Scaling AI-generated apps: performance, testing, and CI/CD
AI can write your first feature, but scaling it is engineering. If you ship a learning platform builder AI, expect spiky traffic, non-deterministic outputs, and strict SLAs. Here's how to design for speed and safety while keeping iteration velocity high.
Architecture: Supabase vs custom backend with AI
Supabase shines for teams who need fast auth, row-level security, realtime, and Postgres + pgvector without plumbing. Choose it when product discovery is active and schemas evolve weekly. Go custom when you need GPU-aware scheduling, multi-region inference, or cross-tenant rate economics. A pragmatic split: Supabase for auth, data, and triggers; custom microservice for inference, prompt routing, and billing.

- Case: An enterprise course hub served 1M lessons/day by keeping users, courses, and progress in Supabase, while a Go service handled embeddings and cache warming.
- Guardrail: keep AI calls idempotent; retries should not duplicate writes.
Database builder with relationships
Model relationships explicitly to control cost and latency. For an AI course marketplace, define learners, courses, modules, enrollments, sessions, and llm_calls with foreign keys and ON DELETE rules.

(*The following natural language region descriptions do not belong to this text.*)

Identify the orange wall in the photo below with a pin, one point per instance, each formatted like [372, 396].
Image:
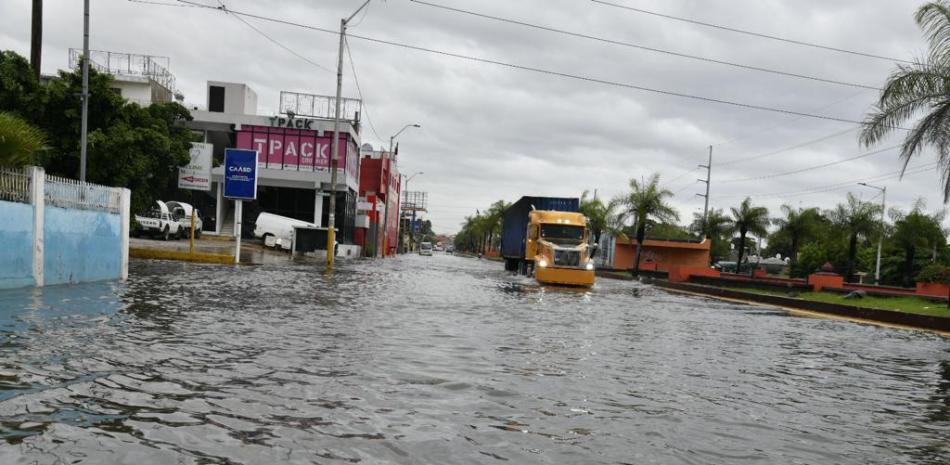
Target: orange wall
[661, 255]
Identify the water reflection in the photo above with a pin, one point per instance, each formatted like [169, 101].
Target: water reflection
[449, 360]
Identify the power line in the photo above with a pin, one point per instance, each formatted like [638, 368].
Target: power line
[839, 185]
[747, 106]
[751, 33]
[788, 149]
[273, 40]
[811, 168]
[643, 47]
[356, 80]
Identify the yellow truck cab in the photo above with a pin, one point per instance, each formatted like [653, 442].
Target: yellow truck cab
[557, 243]
[546, 237]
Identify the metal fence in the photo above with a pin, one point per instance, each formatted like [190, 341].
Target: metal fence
[69, 193]
[14, 186]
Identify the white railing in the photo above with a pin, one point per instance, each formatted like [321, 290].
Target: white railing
[69, 193]
[14, 185]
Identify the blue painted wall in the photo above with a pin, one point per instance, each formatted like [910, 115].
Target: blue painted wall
[16, 245]
[81, 246]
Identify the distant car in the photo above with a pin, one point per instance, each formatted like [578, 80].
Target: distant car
[277, 231]
[159, 222]
[425, 248]
[183, 210]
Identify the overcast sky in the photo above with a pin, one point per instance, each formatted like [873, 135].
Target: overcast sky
[491, 132]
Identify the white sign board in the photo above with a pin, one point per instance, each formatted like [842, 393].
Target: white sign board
[197, 175]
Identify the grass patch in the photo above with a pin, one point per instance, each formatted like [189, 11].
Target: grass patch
[906, 304]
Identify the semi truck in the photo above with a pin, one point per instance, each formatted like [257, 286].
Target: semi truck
[546, 237]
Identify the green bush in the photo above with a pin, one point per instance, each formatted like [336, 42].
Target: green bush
[935, 273]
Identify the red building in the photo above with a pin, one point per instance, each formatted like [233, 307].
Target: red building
[379, 186]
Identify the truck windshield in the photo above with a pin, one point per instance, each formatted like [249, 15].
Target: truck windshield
[562, 234]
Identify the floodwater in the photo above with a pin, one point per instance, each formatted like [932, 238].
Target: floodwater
[445, 360]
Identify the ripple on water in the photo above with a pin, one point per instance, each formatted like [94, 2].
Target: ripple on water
[449, 360]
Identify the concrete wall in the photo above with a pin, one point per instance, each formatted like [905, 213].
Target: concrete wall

Precompute aggregates (completion_rate) via triggers, and store LLM outputs and evaluation scores separately for auditability.

- Indexes: (tenant_id, updated_at desc) for dashboards; GIN for JSONB metadata.
- Partition sessions by tenant_id to bound VACUUM and backup windows.
- Use soft deletes; hard deletes break analytics lineages.
Performance levers
- Cache hierarchy: CDN for static course assets; edge KV for roster lookups; Redis for feature flags and embeddings; per-request local cache for prompts.
- Batch: group 32 embedding writes or tool calls; you'll reduce p95 by 20-40%.
- Time budgets: enforce 300ms for DB, 200ms for cache, 1.5s for model; degrade gracefully to extractive search.
- Prompt profiles: small, medium, large; pick via policy, not ad-hoc string hacking.
Testing AI behavior
- Golden set: 500 inputs with expected JSON schemas and quality labels; run nightly and on PR.
- Property tests: fuzz user input to assert invariants (no PII leak, valid schema, latency ceilings).
- Record/replay: capture model responses behind a flag to stabilize CI.
- Offline vs online: offline BLEU/rouge isn't business value; online metrics are enrollments, completions, and support deflection.
CI/CD and governance
- Ephemeral envs: spin branch databases via Supabase branches or Docker; seed with synthetic tenants.
- Migrations: gate on lint + shadow DB diff; fail if it drops columns without backfill.
- Progressive delivery: canary 5%, watch p95, TTFT, cost/req; auto-rollback on SLO breach.
- Version prompts and tools; ship via feature flags with kill switches.
- Observability: OpenTelemetry spans across DB, cache, model; tag with tenant and model ID.
Security quick hits
Use RLS everywhere, rotate keys, encrypt llm_calls, and isolate tenants in queues. Document data flows; auditors love diagrams and deny-by-default policies.
Measure cost per session and renegotiate model tiers quarterly.